Eine weitere Option, auf die ukrainischen Gebietsgewinne zu reagieren, sei eine „massive Unterstützung“ der Separatisten. Es gebe „genug Freiwillige“ in Russland, die zum Kampfeinsatz bereit seien, auch aus Tschetschenien, Abchasien, Ossetien, „Fanatiker und Söldner“. Etwa 15.000 Kämpfer aus Russland würden sich mittlerweile in der Ostukraine befinden. Die russische Unterstützung für die Separatisten sei nach dem Abschuss der Passagiermaschine MH17 mit fast 300 Opfern - der auch in Moskau Schock ausgelöst habe - „nur kurz“ zurückgefahren worden. Russland könne nicht alle kämpfende Gruppen in der Ostukraine kontrollieren. Diese „haben keine gemeinsame Position. Es gibt auch Schießereien zwischen den Rebellen“.

Auch die mutmaßlichen Luftangriffe der ukrainischen Armee auf Donezk seien „schwer einzuschätzen“. „Die russische Propaganda ist unglaublich, der Propagandarausch gefährlich. Bei den ukrainischen Quellen muss man auch oft vorsichtig sein. Selbst wenn man dort (im Konfliktgebiet, Anm.) ist, hat man nicht den vollen Überblick“, erläutert Durkot.

Im Zuge der Kämpfe seien etwa 1.600 russische Rebellen gefallen - russische Medien würden allerdings geschlossen nicht über getötete Rebellen berichten. Die ukrainische Armee habe etwa 400 Todesopfer zu beklagen. Die UNO spricht von 1.100 getöteten Zivilisten, nennt Durkot Schätzungen.

Von den Gesprächen in Weißrussland erwartet sich der Experte keine „richtigen Durchbrüche“. Die Initiative geht seiner Einschätzung nach auf Weißrussland zurück. Der autoritäre weißrussische Präsident Alexander Lukaschenko versuche einen Balanceakt - „Lukaschenko laviert vorsichtig hin und her“ - zwischen Russland und der Ukraine. Einerseits habe er die russische Annexion der Krim nicht akzeptiert, anderseits auch nichts dagegen gesagt. Die ukrainische Revolution mit all ihren Folgen versuche er in Weißrussland als abschreckendes Beispiel zu nutzen. Anderseits fürchte Lukaschenko, „wenn die Russen durchdrehen, dann könnte auch Weißrussland Ziel ihrer Begierde sein oder seine Position gefährden“.

Die EU-Sanktionen gegen Russland - zu denen es „keine Alternative“ gebe - würden ihre Wirkung „erst später“ zeigen.
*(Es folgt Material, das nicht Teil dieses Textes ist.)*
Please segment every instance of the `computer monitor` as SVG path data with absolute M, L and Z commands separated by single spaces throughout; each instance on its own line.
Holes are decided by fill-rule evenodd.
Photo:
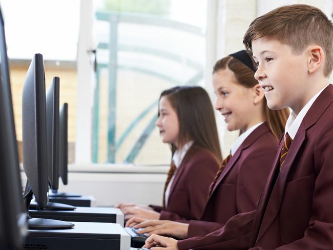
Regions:
M 59 188 L 59 77 L 55 76 L 46 92 L 49 181 L 53 192 Z
M 45 95 L 45 76 L 43 55 L 36 54 L 28 70 L 22 95 L 23 168 L 29 188 L 25 196 L 27 206 L 33 193 L 39 209 L 48 205 L 49 181 Z M 66 206 L 59 204 L 59 207 Z M 65 205 L 65 206 L 64 206 Z M 54 206 L 53 209 L 57 209 Z M 66 228 L 74 224 L 46 219 L 29 219 L 30 228 Z
M 59 111 L 59 174 L 64 185 L 68 183 L 68 104 L 64 103 Z M 52 197 L 80 197 L 81 195 L 67 192 L 58 192 L 52 190 L 50 194 Z
M 64 185 L 68 184 L 68 104 L 64 103 L 59 111 L 60 152 L 59 154 L 59 175 Z
M 26 234 L 4 20 L 0 8 L 0 249 L 22 247 Z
Das Problem laut Durkot sei, das sich Russland „von Anfang an auf stur gestellt“ hat. „Man kann nicht sagen, wir verhängen keine Sanktionen, weil Russland nicht reagiert.“

Gefragt, ob es nun ein Wiedererstarken des wirtschaftsliberalen Flügels im Kreml gibt, dass sich die Realpolitiker wieder mehr gegen die eurasischen Ideologen behaupten, meint der Experte: „Die Oligarchen wollen auf jeden Fall nicht von Europa isoliert sein. Sie haben aber im Moment keinen politischen Einfluss.“ Die russische Elite könne allerdings gegen die Kreml-Politik Druck ausüben. Nur die städtische Bevölkerung sei stark genug für Unmutsäußerungen, auf dem Land sei das nicht möglich. Russland könne durch gelenkte Medienberichterstattung durch die Sanktionen ausgelöste oder verstärkte (soziale) Probleme „immer auf westliche Mächte schieben“.

Auch zum Abschuss der MH17 meinten Russen in Umfragen des russischen Meinungsforschungsinstitut Levada (Lewada) mehrheitlich (zu etwa 70 Prozent), dass Ukrainer oder Amerikaner dahinter stünden. Lediglich zwei Prozent sehen Separatisten dahinter. Der Chef des ukrainischen Geheimdienstes SBU habe zuletzt erklärt, dass die Russen einen Aeroflot-Flug Moskau-Larnaka (Zypern) über der Ostukraine haben abschießen wollen, um den Weg für einen russischen Einmarsch in der Ostukraine freizumachen. Die Rakete sei jedoch vor dem Abschuss an die falsche Stelle geschoben worden.